At Longview, we spend a lot of time thinking more broadly about what works in investing. Happily, there have been, over the years, a number of excellent independent studies on this question. One of the better long term studies appears in the form of a book – What Works on Wall Street, by James O’Shaughnessy.

First published in 1996, this tome compares the returns, over the past several decades, resulting from about 20 of the best known investment strategies, such as buying only companies with a low price to earnings ratio or high historical growth in earnings per share. Some of these strategies have worked well over time. Most have not. The 4th edition of the book, which came out in 2012, contains more data than previously and incorporates an improved format.

O’Shaughnessy points out that, although investment results are completely unpredictable over the short run, they are highly predictable over time. Over longer periods, the ratios between the market price of a company and its economic fundamentals will fluctuate widely above and below a long term average to which it always returns. Value investing, which has proven to produce superior returns, is largely about taking advantage of this fact.

The five key ratios that O’Shaughnessy’s studies have identified are: price to book value; price to earnings; price to sales; price to cash flow; and earnings before interest, tax, depreciation and amortization (EBITDA) to enterprise value. Using a value composite of these ratios has proven to yield better results than using just one ratio.

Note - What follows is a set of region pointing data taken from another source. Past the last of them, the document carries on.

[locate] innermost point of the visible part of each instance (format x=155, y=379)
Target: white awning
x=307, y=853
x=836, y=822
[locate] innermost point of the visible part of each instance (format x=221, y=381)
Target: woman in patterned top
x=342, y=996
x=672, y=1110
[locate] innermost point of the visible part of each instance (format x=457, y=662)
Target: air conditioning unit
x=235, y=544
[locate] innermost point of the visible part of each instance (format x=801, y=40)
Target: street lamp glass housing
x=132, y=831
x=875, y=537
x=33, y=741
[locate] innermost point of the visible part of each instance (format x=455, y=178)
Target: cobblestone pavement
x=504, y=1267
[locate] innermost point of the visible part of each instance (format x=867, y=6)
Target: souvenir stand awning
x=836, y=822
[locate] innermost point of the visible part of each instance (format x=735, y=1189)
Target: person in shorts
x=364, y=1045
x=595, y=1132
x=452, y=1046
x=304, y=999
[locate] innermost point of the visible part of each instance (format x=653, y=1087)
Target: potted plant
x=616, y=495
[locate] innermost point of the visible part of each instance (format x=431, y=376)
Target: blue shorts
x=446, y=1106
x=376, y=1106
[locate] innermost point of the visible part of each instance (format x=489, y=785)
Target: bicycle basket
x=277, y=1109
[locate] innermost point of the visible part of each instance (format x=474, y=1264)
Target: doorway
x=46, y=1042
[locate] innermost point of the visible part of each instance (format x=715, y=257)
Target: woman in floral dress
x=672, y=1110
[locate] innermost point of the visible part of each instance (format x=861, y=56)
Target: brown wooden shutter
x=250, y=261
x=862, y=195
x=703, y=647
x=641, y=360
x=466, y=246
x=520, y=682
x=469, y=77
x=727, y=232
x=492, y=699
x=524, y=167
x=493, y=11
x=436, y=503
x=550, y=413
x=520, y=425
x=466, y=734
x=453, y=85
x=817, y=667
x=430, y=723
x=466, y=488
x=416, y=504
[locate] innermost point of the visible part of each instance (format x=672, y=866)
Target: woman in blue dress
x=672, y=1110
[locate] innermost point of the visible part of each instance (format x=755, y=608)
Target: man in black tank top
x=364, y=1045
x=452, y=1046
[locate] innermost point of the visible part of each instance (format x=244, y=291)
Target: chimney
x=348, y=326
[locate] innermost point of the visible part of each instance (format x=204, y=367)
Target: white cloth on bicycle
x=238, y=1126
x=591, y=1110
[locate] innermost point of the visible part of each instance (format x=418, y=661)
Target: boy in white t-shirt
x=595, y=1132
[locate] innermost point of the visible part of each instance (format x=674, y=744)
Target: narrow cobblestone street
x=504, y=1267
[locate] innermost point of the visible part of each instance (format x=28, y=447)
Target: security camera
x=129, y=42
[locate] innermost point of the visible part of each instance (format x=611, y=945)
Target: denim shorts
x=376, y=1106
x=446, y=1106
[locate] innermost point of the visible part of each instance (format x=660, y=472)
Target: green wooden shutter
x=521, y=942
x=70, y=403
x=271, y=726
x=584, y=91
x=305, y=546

Other parts of the book deal with the long term returns investors have realized from investing in different business sectors. For example, investments in companies in the consumer staples sector have outperformed investments in any other broad sector of the market. We learned in Economics 101 that when one business or sector produces above average returns, capital rushes in to finance competition, which in turn reduces the profitability of the outperformer. That is not, however, what always happens in the real world. Brands, patents and other factors provide some companies with an enduring competitive advantage, or economic moat, which allows them to realize higher profitability for many decades. So it is not surprising that investors who concentrate their investments in a sector where many of these companies are found, have outperformed the broader market over time.

So why doesn’t everyone do this? Human nature gets in the way. We are hardwired to prefer listening to a story or following a trend rather than studying numbers. And, even when we know intellectually that a strategy will do well over time, we will typically abandon it if it is not working in the short run. In fact, the discipline of sticking with winning strategies through thick and thin is far harder than identifying those strategies in the first place.

O’Shaughnessy’s long term studies demonstrate that, over time, the movement of stock prices does not resemble a random walk. It is, in his phrase, more like a “purposeful stride”. Investors can do far better than the market average if they stick to time-tested strategies based on rational methods for selecting stocks. At Longview, that is what we are paid to do.